Primary Colors

Activists Fear Nonparty Elections Will Quash the Minority Vote

In New York, however, the black voting bloc isn't as strong, and a broad "minority bloc"—Asian Americans, African Americans, Hispanics—doesn't really exist. As a result, the strongest bloc in the city is actually made up of white Democrats, who constitute a group of swing voters. In New York, white Dems will break party lines, tossing a Dinkins to anoint a Giuliani—or a Bloomberg.

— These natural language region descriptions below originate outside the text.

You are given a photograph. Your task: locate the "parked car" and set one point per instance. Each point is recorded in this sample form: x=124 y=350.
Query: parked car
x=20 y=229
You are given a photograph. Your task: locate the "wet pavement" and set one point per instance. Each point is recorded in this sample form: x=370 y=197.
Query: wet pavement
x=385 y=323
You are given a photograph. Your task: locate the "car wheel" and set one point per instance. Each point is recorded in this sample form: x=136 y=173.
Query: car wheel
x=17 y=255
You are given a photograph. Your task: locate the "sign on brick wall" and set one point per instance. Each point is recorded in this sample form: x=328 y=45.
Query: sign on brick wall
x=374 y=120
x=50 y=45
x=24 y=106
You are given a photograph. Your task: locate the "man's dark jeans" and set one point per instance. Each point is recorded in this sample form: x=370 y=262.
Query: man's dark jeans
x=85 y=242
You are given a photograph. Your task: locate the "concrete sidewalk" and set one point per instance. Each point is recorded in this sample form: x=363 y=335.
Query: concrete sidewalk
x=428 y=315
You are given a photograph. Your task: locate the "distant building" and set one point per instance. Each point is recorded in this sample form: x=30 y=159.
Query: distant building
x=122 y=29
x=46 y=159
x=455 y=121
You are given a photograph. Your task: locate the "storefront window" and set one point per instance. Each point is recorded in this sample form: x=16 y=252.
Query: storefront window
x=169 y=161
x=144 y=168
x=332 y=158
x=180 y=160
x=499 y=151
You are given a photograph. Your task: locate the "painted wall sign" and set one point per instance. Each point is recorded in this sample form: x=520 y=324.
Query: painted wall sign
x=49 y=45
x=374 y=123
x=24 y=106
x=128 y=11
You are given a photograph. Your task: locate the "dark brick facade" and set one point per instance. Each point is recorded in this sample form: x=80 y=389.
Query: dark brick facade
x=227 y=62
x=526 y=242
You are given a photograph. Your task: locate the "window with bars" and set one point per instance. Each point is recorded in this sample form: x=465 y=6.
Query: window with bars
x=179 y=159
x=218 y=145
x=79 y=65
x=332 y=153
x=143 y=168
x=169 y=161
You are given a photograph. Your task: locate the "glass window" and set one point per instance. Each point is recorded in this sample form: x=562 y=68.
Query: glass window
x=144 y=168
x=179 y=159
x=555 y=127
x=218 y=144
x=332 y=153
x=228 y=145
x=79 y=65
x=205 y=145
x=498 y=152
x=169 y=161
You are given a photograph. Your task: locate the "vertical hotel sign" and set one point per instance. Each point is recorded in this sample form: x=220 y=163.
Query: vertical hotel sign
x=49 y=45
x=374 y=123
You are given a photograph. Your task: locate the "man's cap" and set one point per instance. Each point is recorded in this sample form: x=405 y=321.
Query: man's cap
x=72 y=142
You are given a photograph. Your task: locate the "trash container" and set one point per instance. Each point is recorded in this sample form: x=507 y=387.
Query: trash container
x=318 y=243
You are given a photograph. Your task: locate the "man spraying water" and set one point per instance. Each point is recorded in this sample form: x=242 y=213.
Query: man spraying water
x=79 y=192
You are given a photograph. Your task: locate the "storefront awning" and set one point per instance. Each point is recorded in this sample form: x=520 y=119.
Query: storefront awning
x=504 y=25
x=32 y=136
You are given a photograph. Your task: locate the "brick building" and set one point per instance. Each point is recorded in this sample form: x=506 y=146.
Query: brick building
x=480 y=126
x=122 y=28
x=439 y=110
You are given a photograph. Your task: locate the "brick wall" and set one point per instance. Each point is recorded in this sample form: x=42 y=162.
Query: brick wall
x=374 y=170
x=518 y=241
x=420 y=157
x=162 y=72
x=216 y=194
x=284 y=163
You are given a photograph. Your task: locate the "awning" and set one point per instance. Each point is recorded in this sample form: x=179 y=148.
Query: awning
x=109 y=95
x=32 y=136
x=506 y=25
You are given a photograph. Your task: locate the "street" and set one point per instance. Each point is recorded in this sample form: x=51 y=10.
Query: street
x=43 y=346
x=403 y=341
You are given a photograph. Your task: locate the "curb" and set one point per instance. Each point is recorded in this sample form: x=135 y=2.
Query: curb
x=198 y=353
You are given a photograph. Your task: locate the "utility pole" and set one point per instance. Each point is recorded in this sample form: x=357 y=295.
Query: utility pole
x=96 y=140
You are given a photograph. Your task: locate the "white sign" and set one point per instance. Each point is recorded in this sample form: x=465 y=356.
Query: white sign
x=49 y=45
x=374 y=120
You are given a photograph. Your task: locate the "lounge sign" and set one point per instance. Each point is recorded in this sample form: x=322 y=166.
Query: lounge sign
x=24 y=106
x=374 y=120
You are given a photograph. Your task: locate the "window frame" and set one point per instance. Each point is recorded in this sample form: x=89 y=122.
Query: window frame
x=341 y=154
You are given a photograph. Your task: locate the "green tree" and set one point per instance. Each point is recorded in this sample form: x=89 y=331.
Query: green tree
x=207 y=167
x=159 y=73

Numbers aside, the mayor's haste in attempting to alter the city's charter so fundamentally has disturbed his activist critics. Ditching primaries would be the biggest change since the city eliminated the Board of Estimate in 1989. Back then, says Neal Rosenstein, government reform coordinator for NYPIRG (the New York Public Interest Research Group), the city appointed an independent commission with time and resources to study the issue, not one to simply carry out the mayor's mandate. "We'd have trouble endorsing apple pie on the ballot from a committee that lacked independence and time to study the problem," says Rosenstein. "We haven't been convinced, and we're disturbed by reports that it might decrease minority voter turnout and magnify the importance of personal wealth."

Commission's Gartner: "a great opportunity for black, Latino, and Asian American voters"
photo: Cary Conover
Commission's Gartner: "a great opportunity for black, Latino, and Asian American voters"

Neither the activists, the commission, nor the voters may have the final say. In light of New York's past problems with election fairness, any change must be approved by the U.S. Justice Department, because of the Voting Rights Act of 1965. Should voters in November move to get rid of primaries, activists will certainly be cleaning their guns for a battle in Washington.